People who like to cite the ineffectiveness of
Prohibition to argue against our current drug laws can do so only
by ignoring two things. The first would be the crime, violence,
injury and death caused by drugs and alcohol today; it seems you
can’t drive two miles in Victoria without passing a floral shrine to
a teenager killed driving while drunk.
The second is that Prohibition did work: it hugely reduced the
incidence of wife and child assault, and of drunken violence; and vastly
improved the living conditions for working people in the U.S. and Canada.
It was scrapped because it was unpopular, not because it didn’t work.
Bodily passions are powerful – and if pandered
to, can be addictive and destructive.
In my own (Catholic) church, there used to be a rule
that a priest would never drive anywhere with just one nun. But back
in the 1970s, the Spirit of the Age dictated that priests and nuns should
‘get in touch with their feelings’ and let it all hang out.

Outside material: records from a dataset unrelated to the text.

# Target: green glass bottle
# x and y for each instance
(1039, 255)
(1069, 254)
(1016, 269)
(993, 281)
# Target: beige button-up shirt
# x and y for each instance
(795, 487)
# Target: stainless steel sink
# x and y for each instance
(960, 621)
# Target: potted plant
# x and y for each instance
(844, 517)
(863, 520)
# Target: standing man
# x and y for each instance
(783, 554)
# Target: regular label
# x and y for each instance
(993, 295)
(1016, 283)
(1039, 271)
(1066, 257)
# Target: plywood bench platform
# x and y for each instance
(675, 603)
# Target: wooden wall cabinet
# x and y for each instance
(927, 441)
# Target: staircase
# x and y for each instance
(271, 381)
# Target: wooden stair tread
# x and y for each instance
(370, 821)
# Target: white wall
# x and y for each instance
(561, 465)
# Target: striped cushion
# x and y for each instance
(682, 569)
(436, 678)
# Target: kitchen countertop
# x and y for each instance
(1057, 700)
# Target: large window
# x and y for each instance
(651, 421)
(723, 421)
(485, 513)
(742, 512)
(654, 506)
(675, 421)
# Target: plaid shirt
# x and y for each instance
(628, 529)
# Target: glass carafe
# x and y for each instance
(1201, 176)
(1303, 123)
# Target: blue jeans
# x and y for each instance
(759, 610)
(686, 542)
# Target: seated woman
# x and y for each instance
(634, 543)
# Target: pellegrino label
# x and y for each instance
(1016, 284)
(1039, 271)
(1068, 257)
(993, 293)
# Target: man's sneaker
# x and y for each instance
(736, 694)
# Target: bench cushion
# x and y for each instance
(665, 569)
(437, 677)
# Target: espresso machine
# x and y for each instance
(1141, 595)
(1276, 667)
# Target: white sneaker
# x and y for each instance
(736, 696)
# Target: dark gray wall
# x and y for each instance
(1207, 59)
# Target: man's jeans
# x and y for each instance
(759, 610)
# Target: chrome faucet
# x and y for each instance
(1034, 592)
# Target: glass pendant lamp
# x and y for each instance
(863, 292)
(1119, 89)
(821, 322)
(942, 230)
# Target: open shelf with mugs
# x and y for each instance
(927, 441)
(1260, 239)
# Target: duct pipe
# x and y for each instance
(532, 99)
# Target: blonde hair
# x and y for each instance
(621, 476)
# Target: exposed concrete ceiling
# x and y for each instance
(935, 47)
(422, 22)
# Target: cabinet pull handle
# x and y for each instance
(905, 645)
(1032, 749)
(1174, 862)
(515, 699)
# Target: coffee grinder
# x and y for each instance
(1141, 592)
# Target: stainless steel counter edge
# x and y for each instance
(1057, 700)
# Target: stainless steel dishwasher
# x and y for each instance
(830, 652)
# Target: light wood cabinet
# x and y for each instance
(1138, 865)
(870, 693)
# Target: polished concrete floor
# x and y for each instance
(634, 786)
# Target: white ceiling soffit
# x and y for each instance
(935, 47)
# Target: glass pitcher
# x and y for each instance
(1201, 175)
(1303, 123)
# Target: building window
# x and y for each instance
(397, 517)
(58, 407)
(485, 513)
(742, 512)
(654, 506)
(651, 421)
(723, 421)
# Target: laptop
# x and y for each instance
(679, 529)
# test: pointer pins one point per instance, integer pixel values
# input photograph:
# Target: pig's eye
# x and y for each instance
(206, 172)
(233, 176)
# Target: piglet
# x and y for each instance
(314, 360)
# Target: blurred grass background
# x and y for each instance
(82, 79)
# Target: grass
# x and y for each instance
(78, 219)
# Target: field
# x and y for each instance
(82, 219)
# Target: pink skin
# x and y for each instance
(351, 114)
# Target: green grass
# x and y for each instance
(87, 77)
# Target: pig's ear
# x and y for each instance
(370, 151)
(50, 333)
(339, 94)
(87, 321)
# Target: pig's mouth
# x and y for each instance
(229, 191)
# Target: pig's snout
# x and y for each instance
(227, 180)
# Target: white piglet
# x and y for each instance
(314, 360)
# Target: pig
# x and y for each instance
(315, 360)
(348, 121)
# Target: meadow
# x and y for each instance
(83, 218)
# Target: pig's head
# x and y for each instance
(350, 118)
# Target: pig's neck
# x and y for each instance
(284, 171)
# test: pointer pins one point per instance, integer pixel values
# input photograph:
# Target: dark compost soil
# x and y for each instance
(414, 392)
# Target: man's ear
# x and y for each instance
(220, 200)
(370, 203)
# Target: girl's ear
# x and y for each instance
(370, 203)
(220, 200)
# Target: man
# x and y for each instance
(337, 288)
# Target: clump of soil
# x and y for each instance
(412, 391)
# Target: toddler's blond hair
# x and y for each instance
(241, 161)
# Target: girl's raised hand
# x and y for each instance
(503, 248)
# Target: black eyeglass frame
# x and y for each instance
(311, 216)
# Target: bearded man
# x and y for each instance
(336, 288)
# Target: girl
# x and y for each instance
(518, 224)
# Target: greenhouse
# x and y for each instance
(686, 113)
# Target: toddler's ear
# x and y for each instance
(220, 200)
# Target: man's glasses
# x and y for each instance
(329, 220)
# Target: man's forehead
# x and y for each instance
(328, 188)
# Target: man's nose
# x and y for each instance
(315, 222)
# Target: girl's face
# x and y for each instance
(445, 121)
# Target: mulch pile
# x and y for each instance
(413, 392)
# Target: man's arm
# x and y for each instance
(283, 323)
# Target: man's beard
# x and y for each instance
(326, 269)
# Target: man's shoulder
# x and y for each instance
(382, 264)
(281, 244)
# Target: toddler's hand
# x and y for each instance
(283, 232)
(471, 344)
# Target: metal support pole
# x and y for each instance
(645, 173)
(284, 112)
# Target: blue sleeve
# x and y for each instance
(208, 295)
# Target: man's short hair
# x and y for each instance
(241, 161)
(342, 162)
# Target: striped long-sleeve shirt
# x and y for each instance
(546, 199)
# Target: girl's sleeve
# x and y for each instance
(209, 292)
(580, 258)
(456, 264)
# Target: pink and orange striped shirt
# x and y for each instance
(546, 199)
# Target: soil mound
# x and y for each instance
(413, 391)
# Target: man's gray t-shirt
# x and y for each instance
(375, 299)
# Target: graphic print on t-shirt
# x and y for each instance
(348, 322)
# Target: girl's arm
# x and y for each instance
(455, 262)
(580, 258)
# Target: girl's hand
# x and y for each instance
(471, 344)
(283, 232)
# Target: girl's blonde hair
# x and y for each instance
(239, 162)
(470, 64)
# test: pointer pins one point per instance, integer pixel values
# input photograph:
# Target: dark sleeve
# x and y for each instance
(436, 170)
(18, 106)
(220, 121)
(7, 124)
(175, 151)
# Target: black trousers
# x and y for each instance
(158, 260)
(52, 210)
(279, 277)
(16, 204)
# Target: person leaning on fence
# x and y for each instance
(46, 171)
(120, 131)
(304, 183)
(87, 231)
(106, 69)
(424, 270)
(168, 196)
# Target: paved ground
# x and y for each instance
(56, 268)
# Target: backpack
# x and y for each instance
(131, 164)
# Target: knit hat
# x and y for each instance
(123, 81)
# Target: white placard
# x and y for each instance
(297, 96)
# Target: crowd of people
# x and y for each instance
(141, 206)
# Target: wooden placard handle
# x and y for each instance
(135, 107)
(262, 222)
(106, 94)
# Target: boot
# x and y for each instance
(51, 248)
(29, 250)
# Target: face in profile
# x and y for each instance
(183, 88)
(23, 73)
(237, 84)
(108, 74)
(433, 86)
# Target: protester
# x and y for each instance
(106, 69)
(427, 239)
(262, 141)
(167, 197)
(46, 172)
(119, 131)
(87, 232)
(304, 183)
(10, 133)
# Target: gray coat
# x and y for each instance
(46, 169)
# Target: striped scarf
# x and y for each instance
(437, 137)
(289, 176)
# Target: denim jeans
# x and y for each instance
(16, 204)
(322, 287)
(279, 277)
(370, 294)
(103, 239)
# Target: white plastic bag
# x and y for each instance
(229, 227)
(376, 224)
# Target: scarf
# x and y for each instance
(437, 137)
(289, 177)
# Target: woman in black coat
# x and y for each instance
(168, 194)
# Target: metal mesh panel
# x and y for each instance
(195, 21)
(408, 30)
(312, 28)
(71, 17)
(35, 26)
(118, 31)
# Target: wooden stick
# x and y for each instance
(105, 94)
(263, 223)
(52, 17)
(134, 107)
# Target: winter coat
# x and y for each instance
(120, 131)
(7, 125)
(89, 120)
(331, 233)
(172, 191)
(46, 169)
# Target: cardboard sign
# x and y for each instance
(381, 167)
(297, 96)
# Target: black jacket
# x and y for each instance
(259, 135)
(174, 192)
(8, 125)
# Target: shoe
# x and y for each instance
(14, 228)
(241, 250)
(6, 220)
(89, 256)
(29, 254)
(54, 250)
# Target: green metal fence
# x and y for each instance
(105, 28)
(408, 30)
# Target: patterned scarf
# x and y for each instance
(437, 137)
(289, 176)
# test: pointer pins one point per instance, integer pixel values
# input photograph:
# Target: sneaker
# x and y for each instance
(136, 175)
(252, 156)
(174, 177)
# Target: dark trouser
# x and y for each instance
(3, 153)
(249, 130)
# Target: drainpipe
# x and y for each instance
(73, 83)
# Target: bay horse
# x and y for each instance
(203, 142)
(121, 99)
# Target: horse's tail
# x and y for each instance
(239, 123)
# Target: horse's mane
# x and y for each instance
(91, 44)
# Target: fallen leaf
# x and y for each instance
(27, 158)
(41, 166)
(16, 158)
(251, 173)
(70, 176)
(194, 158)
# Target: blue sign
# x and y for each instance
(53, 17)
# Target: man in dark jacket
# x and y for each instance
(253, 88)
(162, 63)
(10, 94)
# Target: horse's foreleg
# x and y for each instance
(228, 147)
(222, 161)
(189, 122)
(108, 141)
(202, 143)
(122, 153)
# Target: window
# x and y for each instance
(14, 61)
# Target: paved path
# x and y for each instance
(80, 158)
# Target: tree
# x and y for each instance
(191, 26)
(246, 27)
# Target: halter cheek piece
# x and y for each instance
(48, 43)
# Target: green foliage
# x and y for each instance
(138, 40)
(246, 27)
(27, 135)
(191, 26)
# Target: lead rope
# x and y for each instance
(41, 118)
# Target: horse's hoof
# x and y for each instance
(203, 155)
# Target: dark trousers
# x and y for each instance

After all, they were all adults. One California-based order got so
‘in touch’ that it was destroyed over the course of a single
summer of group therapy.
When I first moved to Victoria, I did a story about a
new evangelical Protestant congregation just imported from Seattle
– whose male founder was accused of molesting young female members.
It seems the church taught that its members should be
looking for their unique spiritual partners. And the way to look was to
dance, during the service, with all the other members of the community of
the other sex in turn – while gazing intently into their eyes
to find the Holy Spirit.
I interviewed three disgruntled members –
one whose wife had left him for her newfound ‘spiritual
partner’; and a couple whose marriage had almost broken up when the
husband nearly shacked up with his ‘partner.’
While I doubt the motives of the Seattle founder, I
think the Victorian victims of this strange doctrine were guilty only of
being naïve – and of forgetting the fallen nature of humankind.
St. Paul rightly urges us to run , not walk, from temptation.
As for BodyCeleb, there was no doubt the cheery
burlesque girls were popular. But the biggest audiences were drawn by the
flamenco dancers – who not only showed the most artistry, but,
oddly enough, the least amount of bare flesh.